SpaceX launched its first interplanetary mission nearly seven years ago. After the Falcon 9 rocket’s second stage completed a long burn to reach a transfer orbit, NOAA’s Deep Space Climate Observatory began its journey to a Sun-Earth LaGrange point more than 1 million km from the Earth.

By that point, the Falcon 9 rocket’s second stage was high enough that it did not have enough fuel to return to Earth’s atmosphere. It also lacked the energy to escape the gravity of the Earth-Moon system, so it has been following a somewhat chaotic orbit since February 2015.
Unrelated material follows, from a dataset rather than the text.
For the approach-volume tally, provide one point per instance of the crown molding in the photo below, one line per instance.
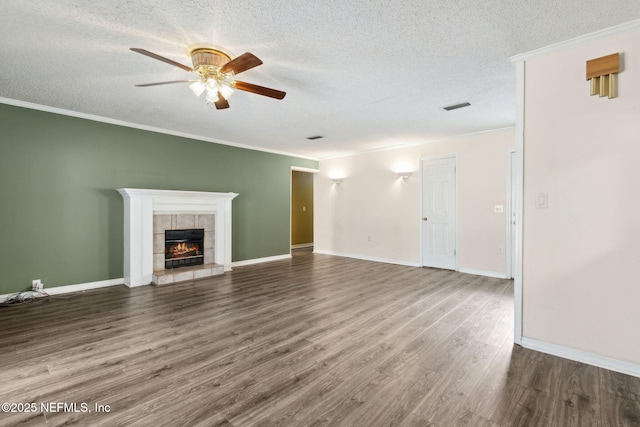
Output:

Now, according to sky observers, the spent second stage’s orbit is on course to intersect with the Moon. According to Bill Gray, who writes the widely used Project Pluto software to track near-Earth objects, asteroids, minor planets, and comets, such an impact could come in March.

Earlier this month, Gray put out a call for amateur and professional astronomers to make additional observations of the stage, which appears to be tumbling through space. With this new data, Gray now believes that the Falcon 9’s upper stage will very likely impact the far side of the Moon, near the equator, on March 4. More information can be found here.

Some uncertainties remain. As the object is tumbling, it is difficult to precisely predict the effects of sunlight “pushing” on the rocket stage and thus making slight alterations to its orbit. “These unpredictable effects are very small,” Gray writes. But they will accumulate between now and March 4, and further observations are needed to refine the precise time and location of the impact.

This information is important because it will allow satellites presently orbiting the Moon, including NASA’s Lunar Reconnaissance Orbiter and India’s Chandrayaan-2 spacecraft, to collect observations about the impact crater. With the LCROSS mission, NASA deliberately impacted a spent rocket upper stage into the Moon in 2009 for this purpose. Although scientists are most keen to understand the presence of ice at the lunar poles, being able to observe the subsurface material ejected by the Falcon 9 rocket’s strike could still provide some valuable data.

The dry mass of the Falcon 9’s second stage is about 4 metric tons, and it should impact the Moon at a velocity of about 2.58 km/s.

It’s likely that this will be the first time a piece of space hardware unintentionally strikes the Moon. Typically, during interplanetary missions, a rocket’s upper stage is sent into a heliocentric orbit, keeping it away from the Earth and its Moon.

For launches of spacecraft intended to orbit the Earth, the best practice is to reserve enough fuel in a rocket’s upper stage to return it to Earth’s atmosphere, where it will burn up. This is what SpaceX and most Western rocket companies customarily do to help control debris in low Earth orbit. The Moon, of course, has no atmosphere for the stage to burn up in.